Mary Keitany and Tirunesh Dibaba had been looking to break Radcliffe’s record but both faded.
Olympic 5,000m champion Cheruiyot ran her first marathon in London last year and finished fourth overall before winning in Frankfurt in October.
Kenya’s Brigid Kosgei (2:20:13) finished second, with Ethiopia’s Tadelech Bekele (2:21:30) third.
Keitany had been on course to break Radcliffe’s record but eventually finished fifth (2:24:27) having lost the lead she had held from the start with around five miles remaining.
Great Britain’s Lily Partridge (2:29:24) claimed a personal best to finish eighth, with team-mate Tracy Barlow (2:32:09) ninth.
Keitany had made her intentions clear before the race by running with male pacemakers in an attempt to overhaul Radcliffe’s record.
And everything looked in control through 10km before Keitany began to pull slightly clear of Dibaba at nine and a half miles, half a minute quicker than Radcliffe.
Keitany’s problems emerged with around 10 miles to go and she eventually fell 14 seconds behind the world record pace after 18 miles.
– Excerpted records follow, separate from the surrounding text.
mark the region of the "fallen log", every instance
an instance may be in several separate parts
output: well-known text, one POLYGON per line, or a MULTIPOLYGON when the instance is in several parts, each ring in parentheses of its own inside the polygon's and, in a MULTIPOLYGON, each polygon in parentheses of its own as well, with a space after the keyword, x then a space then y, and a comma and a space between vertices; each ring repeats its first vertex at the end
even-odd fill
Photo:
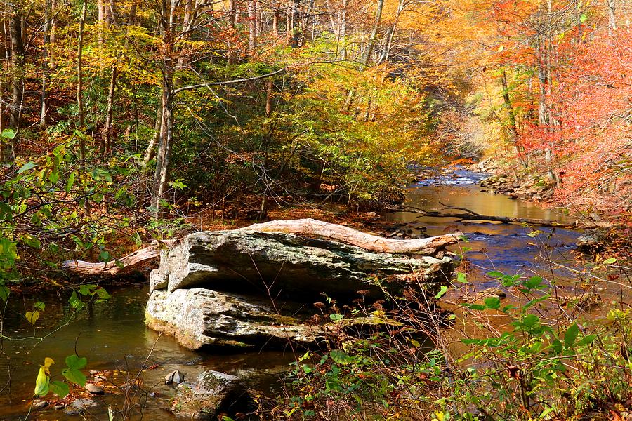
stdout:
MULTIPOLYGON (((254 224, 232 230, 235 233, 279 232, 298 236, 315 236, 356 246, 369 251, 395 254, 414 253, 425 255, 434 254, 437 249, 457 243, 461 232, 427 239, 395 240, 367 234, 348 227, 313 219, 270 221, 254 224)), ((150 260, 157 258, 160 250, 172 247, 178 241, 154 241, 149 247, 136 250, 124 258, 106 262, 94 263, 84 260, 66 260, 62 263, 65 272, 86 276, 115 276, 126 273, 150 260)))
MULTIPOLYGON (((456 209, 459 210, 464 210, 466 213, 444 213, 441 210, 426 210, 414 206, 404 206, 400 208, 393 208, 391 210, 396 212, 408 212, 410 213, 419 213, 423 216, 428 216, 432 218, 454 218, 459 221, 470 220, 470 221, 489 221, 503 222, 503 224, 527 224, 529 225, 538 225, 540 227, 559 227, 562 228, 596 228, 596 227, 607 227, 611 225, 607 222, 600 222, 595 221, 579 221, 574 220, 569 222, 559 222, 557 221, 551 221, 550 220, 544 220, 534 218, 518 218, 514 216, 495 216, 492 215, 481 215, 465 208, 456 208, 447 206, 447 209, 456 209)), ((420 217, 421 218, 421 217, 420 217)))
POLYGON ((66 260, 62 263, 62 270, 85 276, 115 276, 147 263, 160 256, 160 250, 176 244, 175 240, 154 241, 152 245, 130 253, 117 260, 97 262, 84 260, 66 260))
POLYGON ((254 224, 235 231, 242 232, 283 232, 335 240, 378 253, 430 255, 437 249, 459 242, 462 232, 438 235, 427 239, 395 240, 371 235, 344 225, 331 224, 311 218, 270 221, 254 224))

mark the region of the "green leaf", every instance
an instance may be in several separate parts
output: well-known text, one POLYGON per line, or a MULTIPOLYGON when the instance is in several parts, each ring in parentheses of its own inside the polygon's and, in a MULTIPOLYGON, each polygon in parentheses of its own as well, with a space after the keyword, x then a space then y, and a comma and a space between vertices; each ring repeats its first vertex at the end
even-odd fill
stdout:
POLYGON ((15 139, 15 131, 12 128, 5 128, 2 131, 2 133, 0 133, 0 136, 2 136, 5 139, 15 139))
POLYGON ((0 298, 1 298, 3 301, 6 301, 11 293, 11 290, 10 290, 8 287, 0 285, 0 298))
POLYGON ((584 345, 591 344, 595 339, 597 339, 596 335, 586 335, 579 340, 579 342, 577 342, 577 346, 583 347, 584 345))
POLYGON ((532 276, 529 279, 525 281, 522 283, 522 286, 528 288, 529 289, 535 289, 544 282, 544 280, 541 276, 532 276))
POLYGON ((27 162, 23 166, 22 166, 19 170, 18 170, 18 173, 21 174, 25 171, 28 171, 29 170, 35 168, 36 164, 34 162, 27 162))
POLYGON ((25 316, 29 323, 34 325, 35 322, 37 321, 37 319, 39 319, 39 312, 37 310, 35 310, 34 312, 27 312, 25 316))
POLYGON ((329 356, 331 357, 334 363, 338 363, 338 364, 348 364, 353 361, 353 357, 340 349, 332 349, 329 352, 329 356))
POLYGON ((51 382, 50 387, 53 393, 58 396, 61 399, 63 399, 69 393, 70 393, 70 388, 68 385, 59 380, 51 382))
POLYGON ((86 305, 86 303, 79 299, 79 297, 77 295, 77 291, 75 290, 72 291, 72 295, 68 298, 68 302, 77 310, 81 309, 84 308, 84 306, 86 305))
POLYGON ((70 175, 68 175, 68 181, 66 182, 66 193, 70 192, 70 189, 72 189, 72 186, 74 185, 74 171, 70 173, 70 175))
POLYGON ((496 309, 500 308, 500 298, 498 297, 487 297, 485 300, 485 307, 488 309, 496 309))
POLYGON ((439 292, 437 293, 437 295, 435 295, 435 298, 439 299, 443 297, 445 293, 447 292, 447 287, 445 285, 441 286, 441 288, 439 290, 439 292))
POLYGON ((25 234, 22 235, 22 242, 29 247, 32 247, 33 248, 40 248, 41 247, 41 243, 39 242, 39 240, 37 239, 37 237, 35 237, 30 234, 25 234))
POLYGON ((577 339, 577 335, 579 334, 579 328, 577 326, 577 323, 573 323, 568 327, 566 330, 566 333, 564 334, 564 347, 565 348, 570 348, 575 343, 575 340, 577 339))
POLYGON ((39 373, 37 373, 37 379, 35 380, 35 391, 34 394, 36 396, 43 396, 48 393, 48 382, 51 377, 46 375, 46 369, 44 366, 39 366, 39 373))
POLYGON ((86 386, 86 375, 75 368, 65 368, 62 371, 62 375, 69 382, 72 382, 80 386, 86 386))

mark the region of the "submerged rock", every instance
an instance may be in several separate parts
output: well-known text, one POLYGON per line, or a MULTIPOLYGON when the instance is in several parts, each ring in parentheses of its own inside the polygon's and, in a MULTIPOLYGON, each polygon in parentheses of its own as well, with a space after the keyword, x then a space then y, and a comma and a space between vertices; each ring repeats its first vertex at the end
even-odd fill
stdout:
POLYGON ((596 248, 600 246, 602 239, 603 236, 598 230, 588 229, 577 237, 575 245, 584 250, 596 248))
POLYGON ((88 408, 97 406, 96 402, 86 398, 74 401, 64 409, 64 412, 69 415, 79 415, 88 411, 88 408))
POLYGON ((103 389, 101 389, 99 386, 97 386, 94 383, 86 383, 86 390, 87 390, 91 394, 100 395, 105 393, 103 389))
POLYGON ((245 384, 234 375, 204 371, 195 382, 178 386, 171 411, 178 417, 217 420, 220 415, 233 420, 258 420, 257 406, 245 384))
POLYGON ((164 376, 164 383, 166 385, 171 385, 172 383, 178 385, 183 382, 184 382, 184 374, 180 373, 179 370, 175 370, 164 376))

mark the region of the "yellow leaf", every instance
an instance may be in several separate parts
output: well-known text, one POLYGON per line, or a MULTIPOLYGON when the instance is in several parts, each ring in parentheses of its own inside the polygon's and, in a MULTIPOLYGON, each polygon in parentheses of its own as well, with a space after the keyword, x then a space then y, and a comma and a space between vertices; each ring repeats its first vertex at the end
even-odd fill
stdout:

Dibaba’s struggles were even more severe – on a warm day in the capital – as she dropped down to a walking pace at 30km around Canary Wharf.
Cheruiyot moved up into second place and within sight of Keitany through 21 miles before claiming the race lead and pulling away from Keitany.
It marked a perfectly judged race plan for Cheruiyot who seemingly grew stronger in the closing stages as her rivals faded, with Dibaba unable to finish.
Cheruiyot was pleased with her win just 12 months after her marathon debut, but having seen Keitany and Dibaba falter in their bids to break Radcliffe’s record, feels the mark will be “fairly difficult” to beat.
“The reason it was so good for me today was because I started slowly; I didn’t go with the faster group because the faster group was quicker than I was at the start.
“I didn’t want to race against anybody, I wanted to race alone. So I raced like that.
“When I was in the 5K I saw Dibaba, and I had enough energy that I thought ‘I’m going to get her’. After that, I saw Mary, and I got her, and I thought ‘yes, today I am going to be a winner of the London Marathon’ and I’m so happy.”
Making her London Marathon debut, Partridge was also pleased to finish just her second race over the distance in three attempts.
“I wanted a top 10 finish and I got that but I missed the time I wanted. It gives me something to build on for the rest of the year so I am pleased,” she told BBC Sport.